Before falling ill, Peters was earning around $60,000 a year. It was enough to support her children, she said, supplemented by an allowance she receives for foster care.

The family budget was always tight. Now, she says, they live on the edge. “I keep praying there’s a shoe fairy,” she joked about the demands of so many feet growing in her home.

Peters took on extra work to pay some bills. Five days a week, she works consecutive shifts at both a mental health crisis center and a teen counseling clinic. Last year, three east coast friends paid off some of the debt.
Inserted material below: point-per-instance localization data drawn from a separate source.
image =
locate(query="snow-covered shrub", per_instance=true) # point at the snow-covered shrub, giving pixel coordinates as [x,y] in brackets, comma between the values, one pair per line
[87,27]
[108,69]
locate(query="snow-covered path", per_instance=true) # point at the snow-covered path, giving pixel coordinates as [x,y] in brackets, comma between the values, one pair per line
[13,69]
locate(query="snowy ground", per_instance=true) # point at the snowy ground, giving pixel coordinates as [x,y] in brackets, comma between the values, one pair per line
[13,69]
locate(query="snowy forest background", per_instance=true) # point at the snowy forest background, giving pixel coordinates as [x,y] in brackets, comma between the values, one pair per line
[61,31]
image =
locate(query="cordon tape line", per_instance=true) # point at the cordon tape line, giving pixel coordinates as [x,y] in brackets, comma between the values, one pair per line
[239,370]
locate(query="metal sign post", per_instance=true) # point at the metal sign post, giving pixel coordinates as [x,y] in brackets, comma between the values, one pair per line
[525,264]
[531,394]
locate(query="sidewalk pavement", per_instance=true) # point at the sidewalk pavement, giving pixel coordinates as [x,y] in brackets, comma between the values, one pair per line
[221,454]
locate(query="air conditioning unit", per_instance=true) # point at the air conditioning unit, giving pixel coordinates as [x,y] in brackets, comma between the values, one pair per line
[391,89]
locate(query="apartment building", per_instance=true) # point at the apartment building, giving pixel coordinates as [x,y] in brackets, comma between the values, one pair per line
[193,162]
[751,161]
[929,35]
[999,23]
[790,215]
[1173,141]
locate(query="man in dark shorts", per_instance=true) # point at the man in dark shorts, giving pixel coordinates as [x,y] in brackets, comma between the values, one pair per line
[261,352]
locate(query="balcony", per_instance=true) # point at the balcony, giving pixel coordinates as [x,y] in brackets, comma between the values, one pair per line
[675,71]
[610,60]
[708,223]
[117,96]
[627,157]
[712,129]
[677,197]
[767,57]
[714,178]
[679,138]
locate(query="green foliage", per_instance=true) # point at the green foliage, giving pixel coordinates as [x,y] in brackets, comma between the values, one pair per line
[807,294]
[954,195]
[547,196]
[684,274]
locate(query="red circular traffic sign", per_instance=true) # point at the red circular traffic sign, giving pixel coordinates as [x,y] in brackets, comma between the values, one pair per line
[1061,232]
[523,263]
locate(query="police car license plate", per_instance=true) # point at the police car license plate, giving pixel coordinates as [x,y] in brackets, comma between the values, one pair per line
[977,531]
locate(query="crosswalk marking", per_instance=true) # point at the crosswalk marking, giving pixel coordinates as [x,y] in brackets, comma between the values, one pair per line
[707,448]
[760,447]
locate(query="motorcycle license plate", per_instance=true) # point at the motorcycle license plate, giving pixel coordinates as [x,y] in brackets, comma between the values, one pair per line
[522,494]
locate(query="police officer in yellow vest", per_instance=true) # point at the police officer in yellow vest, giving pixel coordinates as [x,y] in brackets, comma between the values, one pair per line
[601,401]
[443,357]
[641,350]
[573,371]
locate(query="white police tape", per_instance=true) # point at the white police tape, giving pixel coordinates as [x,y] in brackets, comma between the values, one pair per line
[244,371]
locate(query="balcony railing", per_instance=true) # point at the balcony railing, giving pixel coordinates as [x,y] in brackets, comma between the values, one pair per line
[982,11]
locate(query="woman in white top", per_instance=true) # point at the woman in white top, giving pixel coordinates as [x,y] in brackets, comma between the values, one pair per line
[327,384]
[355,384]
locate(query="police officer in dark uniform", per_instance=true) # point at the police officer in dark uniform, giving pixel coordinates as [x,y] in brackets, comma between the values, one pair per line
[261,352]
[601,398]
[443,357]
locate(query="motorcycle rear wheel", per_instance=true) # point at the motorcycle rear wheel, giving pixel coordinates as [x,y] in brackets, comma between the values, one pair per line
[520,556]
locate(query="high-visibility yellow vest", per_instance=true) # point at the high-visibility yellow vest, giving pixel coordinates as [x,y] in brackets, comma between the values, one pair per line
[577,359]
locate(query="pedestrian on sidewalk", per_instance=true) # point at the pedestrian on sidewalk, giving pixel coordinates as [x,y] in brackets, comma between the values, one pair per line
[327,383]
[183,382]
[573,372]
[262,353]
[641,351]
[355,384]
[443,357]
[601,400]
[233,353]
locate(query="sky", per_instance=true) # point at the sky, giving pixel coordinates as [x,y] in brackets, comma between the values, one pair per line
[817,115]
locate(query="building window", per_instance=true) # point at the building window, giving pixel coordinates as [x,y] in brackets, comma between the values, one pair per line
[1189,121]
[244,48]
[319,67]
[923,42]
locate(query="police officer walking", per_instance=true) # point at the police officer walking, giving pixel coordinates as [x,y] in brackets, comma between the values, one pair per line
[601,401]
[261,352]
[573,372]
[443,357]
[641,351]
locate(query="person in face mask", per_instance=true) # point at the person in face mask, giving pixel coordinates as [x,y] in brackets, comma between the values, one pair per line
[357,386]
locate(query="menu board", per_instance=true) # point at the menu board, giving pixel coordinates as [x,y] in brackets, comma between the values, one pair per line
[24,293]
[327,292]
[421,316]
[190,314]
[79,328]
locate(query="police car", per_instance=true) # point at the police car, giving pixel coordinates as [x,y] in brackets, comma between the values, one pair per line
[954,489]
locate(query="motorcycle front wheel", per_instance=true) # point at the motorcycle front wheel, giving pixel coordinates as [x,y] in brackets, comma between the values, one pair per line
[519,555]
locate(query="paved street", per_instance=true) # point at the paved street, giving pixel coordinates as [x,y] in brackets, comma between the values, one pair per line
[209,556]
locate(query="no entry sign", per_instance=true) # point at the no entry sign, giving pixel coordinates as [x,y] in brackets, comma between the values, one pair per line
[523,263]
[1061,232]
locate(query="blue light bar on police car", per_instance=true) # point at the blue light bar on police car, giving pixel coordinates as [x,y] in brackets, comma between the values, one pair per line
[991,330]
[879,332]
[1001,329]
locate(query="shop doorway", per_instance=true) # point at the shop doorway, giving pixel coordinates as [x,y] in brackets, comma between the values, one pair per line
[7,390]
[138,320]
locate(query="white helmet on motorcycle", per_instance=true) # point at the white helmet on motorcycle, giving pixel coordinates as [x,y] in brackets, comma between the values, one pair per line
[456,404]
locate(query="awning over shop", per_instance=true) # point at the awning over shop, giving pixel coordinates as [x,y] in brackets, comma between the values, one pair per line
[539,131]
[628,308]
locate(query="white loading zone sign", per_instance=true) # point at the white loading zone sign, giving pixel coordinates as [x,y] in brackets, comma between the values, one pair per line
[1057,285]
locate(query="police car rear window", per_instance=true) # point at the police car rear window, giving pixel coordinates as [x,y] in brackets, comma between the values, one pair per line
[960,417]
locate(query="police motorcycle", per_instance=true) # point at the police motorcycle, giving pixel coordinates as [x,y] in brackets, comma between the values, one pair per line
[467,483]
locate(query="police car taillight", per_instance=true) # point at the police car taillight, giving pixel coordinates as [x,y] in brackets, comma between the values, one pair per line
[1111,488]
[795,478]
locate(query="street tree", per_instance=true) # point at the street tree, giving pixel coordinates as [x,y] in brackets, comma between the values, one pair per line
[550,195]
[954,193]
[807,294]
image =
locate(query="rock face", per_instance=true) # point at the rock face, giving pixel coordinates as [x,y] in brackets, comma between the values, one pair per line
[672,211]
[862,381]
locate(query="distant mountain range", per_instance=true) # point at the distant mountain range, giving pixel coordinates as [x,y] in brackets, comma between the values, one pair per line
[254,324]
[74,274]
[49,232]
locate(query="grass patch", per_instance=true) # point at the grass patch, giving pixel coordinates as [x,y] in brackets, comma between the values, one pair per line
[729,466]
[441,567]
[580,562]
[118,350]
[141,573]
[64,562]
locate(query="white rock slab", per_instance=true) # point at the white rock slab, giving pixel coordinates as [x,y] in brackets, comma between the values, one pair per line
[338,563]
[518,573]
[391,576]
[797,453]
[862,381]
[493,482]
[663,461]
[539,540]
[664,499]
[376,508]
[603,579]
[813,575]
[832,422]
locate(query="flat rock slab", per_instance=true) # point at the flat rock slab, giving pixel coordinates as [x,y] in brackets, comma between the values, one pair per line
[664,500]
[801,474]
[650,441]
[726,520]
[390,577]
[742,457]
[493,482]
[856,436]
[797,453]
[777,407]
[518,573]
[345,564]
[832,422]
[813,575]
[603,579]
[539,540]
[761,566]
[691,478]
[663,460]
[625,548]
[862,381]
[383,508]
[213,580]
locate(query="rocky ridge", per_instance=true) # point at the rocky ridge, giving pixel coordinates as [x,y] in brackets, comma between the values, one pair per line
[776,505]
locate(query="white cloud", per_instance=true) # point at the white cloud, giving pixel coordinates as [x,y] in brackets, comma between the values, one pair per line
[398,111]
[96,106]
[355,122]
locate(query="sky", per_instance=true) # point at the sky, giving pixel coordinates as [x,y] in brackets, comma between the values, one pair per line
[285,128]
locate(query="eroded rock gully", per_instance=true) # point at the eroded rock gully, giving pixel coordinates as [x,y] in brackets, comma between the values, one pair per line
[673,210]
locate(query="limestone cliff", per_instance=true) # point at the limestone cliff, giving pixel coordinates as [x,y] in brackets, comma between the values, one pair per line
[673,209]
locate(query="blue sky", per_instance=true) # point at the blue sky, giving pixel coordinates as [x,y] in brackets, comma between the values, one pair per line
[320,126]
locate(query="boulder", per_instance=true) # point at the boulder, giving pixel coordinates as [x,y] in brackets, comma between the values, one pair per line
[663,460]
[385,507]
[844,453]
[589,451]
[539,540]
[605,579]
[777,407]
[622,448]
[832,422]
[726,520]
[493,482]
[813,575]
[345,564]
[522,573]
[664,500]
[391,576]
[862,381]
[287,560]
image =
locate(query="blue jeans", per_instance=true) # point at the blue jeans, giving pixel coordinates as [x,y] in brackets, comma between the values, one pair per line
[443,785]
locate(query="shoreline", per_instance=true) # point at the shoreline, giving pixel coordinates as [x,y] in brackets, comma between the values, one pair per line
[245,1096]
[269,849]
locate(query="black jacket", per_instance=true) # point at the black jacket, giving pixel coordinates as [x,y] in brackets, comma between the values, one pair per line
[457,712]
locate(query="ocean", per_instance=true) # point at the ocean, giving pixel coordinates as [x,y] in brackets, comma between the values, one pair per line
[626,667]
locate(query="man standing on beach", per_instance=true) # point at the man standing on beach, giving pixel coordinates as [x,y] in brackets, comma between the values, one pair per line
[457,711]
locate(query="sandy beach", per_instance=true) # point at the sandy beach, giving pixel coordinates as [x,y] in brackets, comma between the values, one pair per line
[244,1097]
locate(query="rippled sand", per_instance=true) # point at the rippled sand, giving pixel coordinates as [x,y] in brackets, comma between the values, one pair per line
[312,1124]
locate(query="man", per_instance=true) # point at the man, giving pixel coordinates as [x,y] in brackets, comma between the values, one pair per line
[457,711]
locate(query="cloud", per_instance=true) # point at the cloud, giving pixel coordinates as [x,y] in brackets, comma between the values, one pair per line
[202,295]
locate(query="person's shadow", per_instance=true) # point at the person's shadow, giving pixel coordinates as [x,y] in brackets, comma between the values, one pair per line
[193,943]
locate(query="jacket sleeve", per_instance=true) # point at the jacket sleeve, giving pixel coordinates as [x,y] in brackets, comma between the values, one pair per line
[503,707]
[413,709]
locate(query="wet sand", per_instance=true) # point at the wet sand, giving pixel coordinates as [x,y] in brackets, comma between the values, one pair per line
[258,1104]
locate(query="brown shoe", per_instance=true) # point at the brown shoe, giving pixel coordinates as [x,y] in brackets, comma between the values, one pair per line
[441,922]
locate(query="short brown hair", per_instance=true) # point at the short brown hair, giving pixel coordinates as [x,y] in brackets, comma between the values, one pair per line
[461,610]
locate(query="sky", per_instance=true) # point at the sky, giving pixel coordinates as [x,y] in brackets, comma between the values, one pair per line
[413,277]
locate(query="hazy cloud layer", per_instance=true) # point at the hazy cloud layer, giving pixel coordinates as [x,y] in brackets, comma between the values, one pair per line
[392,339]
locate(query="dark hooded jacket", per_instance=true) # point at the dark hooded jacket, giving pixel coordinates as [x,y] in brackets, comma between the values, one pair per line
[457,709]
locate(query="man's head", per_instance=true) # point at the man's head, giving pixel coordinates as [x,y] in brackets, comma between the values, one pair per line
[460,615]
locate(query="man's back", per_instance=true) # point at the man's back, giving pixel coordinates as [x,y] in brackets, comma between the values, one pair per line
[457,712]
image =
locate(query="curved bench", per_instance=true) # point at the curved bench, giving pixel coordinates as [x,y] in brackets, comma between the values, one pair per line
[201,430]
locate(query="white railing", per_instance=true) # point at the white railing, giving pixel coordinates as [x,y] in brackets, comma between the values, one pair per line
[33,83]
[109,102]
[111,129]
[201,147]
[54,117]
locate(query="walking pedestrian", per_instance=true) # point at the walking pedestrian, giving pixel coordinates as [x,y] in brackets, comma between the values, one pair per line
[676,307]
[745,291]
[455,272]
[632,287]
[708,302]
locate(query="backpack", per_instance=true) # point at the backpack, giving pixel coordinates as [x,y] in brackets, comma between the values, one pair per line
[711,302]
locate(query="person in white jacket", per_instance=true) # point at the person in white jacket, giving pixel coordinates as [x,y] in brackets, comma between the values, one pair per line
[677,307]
She said she might drop car insurance for her teenage daughter, who just got her license. Canceling ice skating for another girl would bring in an extra $60 a month. But Peters is reluctant. “Do you know what it’s like to be an adopted child and get a gold medal in ice skating?

Many cancer patients face difficult choices.

About 4 in 10 people with debt have withdrawn money from a retirement, college or other long-term savings account, according to the KFF poll; about 3 in 10 have moved in with family or friends or made some other change in their living situation.

Dr. Kashyap Patel, chief executive of Carolina Blood and Cancer Care Associates, said the practice in South Carolina has found patients who turn to food banks and other charities for help. A patient lived in his car. Patel estimated that half of patients need financial help.

As Peters put away bags of groceries in her kitchen, she admitted she didn’t know what would happen to her family. Like many patients, she worries about how she will pay for tests and follow-up care if the cancer comes back.

She is always going through collection notices in the mail and answering calls from collection agents.

She asked one of them if he had children. “He told me that I had chosen to have surgery,” Peters recalled. “And I said, ‘Yeah, I guess I chose not to be dead. “”

KHN (Kaiser Health News) is a national newsroom that produces in-depth journalism on health issues.